Attorney General Jeff Sessions announced a coordinated and unprecedented effort to combat the scourge of prescription opioid abuse in America. By cracking down on the supply side, federal law enforcement hopes to reduce overdose deaths and the crime and family strife associated with painkiller addiction.

But any War on Drugs always catches innocent people in the dragnet. Doctors, pharmacists, clinic managers, pharmaceutical company reps and anyone who handles their finances or billing might find themselves under investigation, under arrest or indicted by a federal grand jury.


Government cracking down on prescription drug trade

The PIL (Prescription Interdiction & Litigation) Task Force was spearheaded by the Department of Justice. It will involve both the criminal and civil divisions of the Office of the Attorney General and U.S. Attorney offices around the country. Those prosecutors will coordinate with the Drug Enforcement Administration (DEA), the Department of Health and Human Services and other agencies to investigate prescription fraud, disrupt opioid distribution and even aid civil litigation against pharmaceutical companies.

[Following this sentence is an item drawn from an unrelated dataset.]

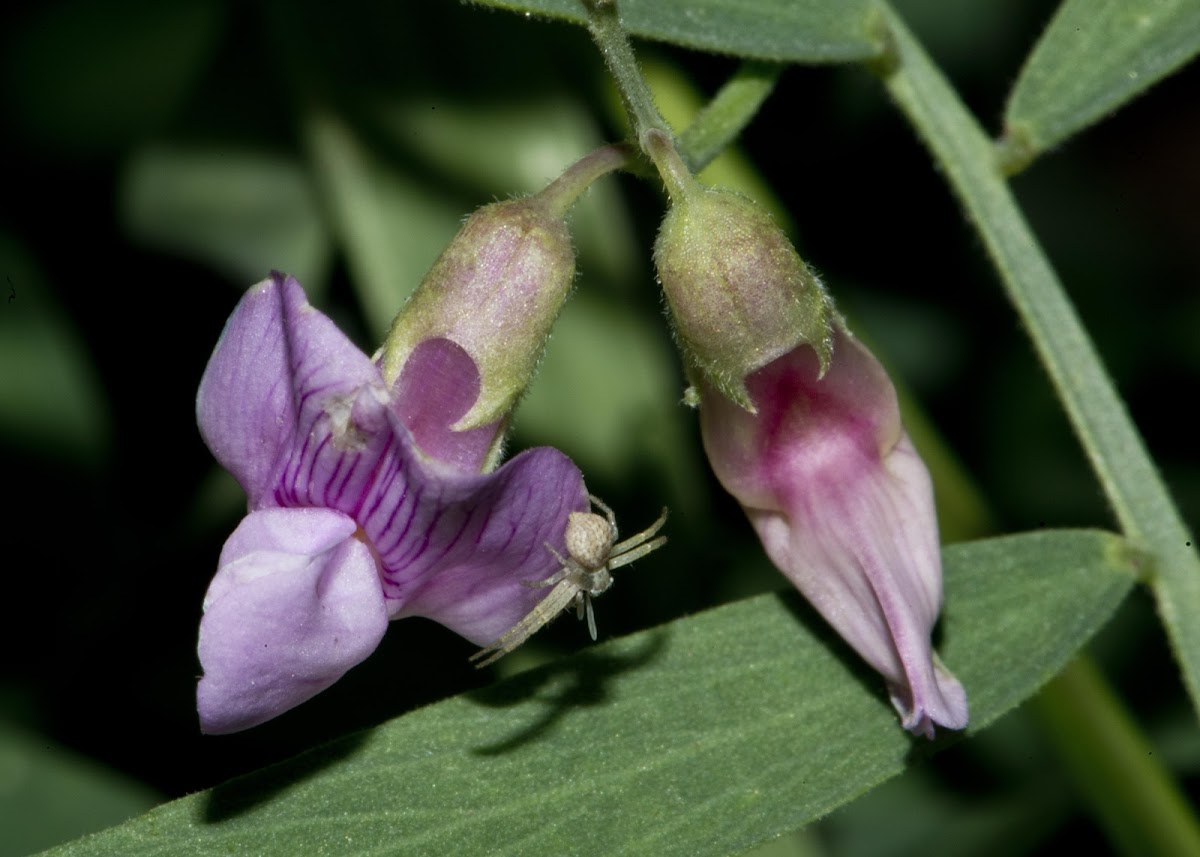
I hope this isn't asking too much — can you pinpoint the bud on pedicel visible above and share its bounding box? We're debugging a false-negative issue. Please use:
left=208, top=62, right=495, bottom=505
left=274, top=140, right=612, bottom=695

The program will target the full spectrum of opioids (heroin, codeine, fentanyl, oxycodone, hydrocodone, etc.), which are highly addictive and have triggered tens of thousands of fatal overdoses. The task force intends to fully leverage existing laws and prior initiatives, including the Controlled Substances Act, the False Claims Act and the Opioid Fraud and Abuse Detection Unit.

Who should be worried?

The multi-pronged crackdown will target a wide range of individuals and entities:

  • Doctors who overprescribe painkillers
  • Pain management clinics
  • Pharmacists selling pills “out the back door”
  • Online “pill mills” that sell opioids over the internet
  • Thieves and family members selling pills on the black market
  • Addicts who become dealers
  • Addicts who obtain painkillers through fraud or burglary
  • “Mules” who transport or deliver drugs
  • Pharmaceutical manufacturers

The wide net may also snare nurses, pharmacy employees, office managers, billing clerks, sales reps, delivery drivers, motel owners and family members of addicts who are accused – rightly or wrongly — of aiding and abetting the illicit drug trade.

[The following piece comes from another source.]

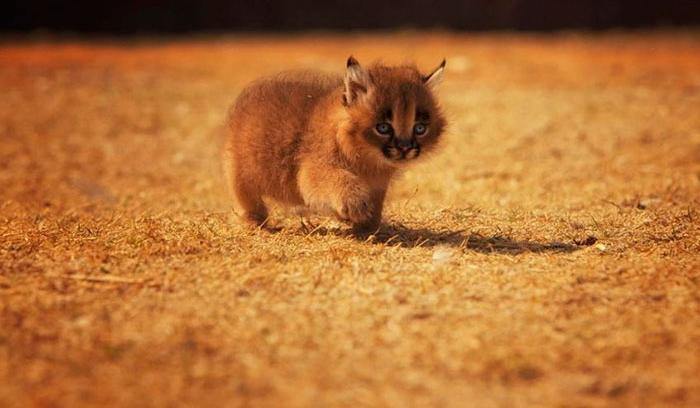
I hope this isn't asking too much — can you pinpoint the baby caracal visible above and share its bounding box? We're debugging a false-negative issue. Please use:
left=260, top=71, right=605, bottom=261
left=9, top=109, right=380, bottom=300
left=225, top=57, right=445, bottom=231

Don’t wait for the trap to spring shut

The penalties for drug crimes are harsh, and federal prosecutors will be looking to make examples of the first wave of opioid defendants. At the first whiff of a federal (or state or local) investigation, a person should seek the counsel of an experience criminal defense lawyer.

Many times an attorney can intervene to clear an innocent person or mitigate the fallout. On the other hand, those who try to explain their innocence or come clean to investigators without legal advice often dig themselves a deeper hole.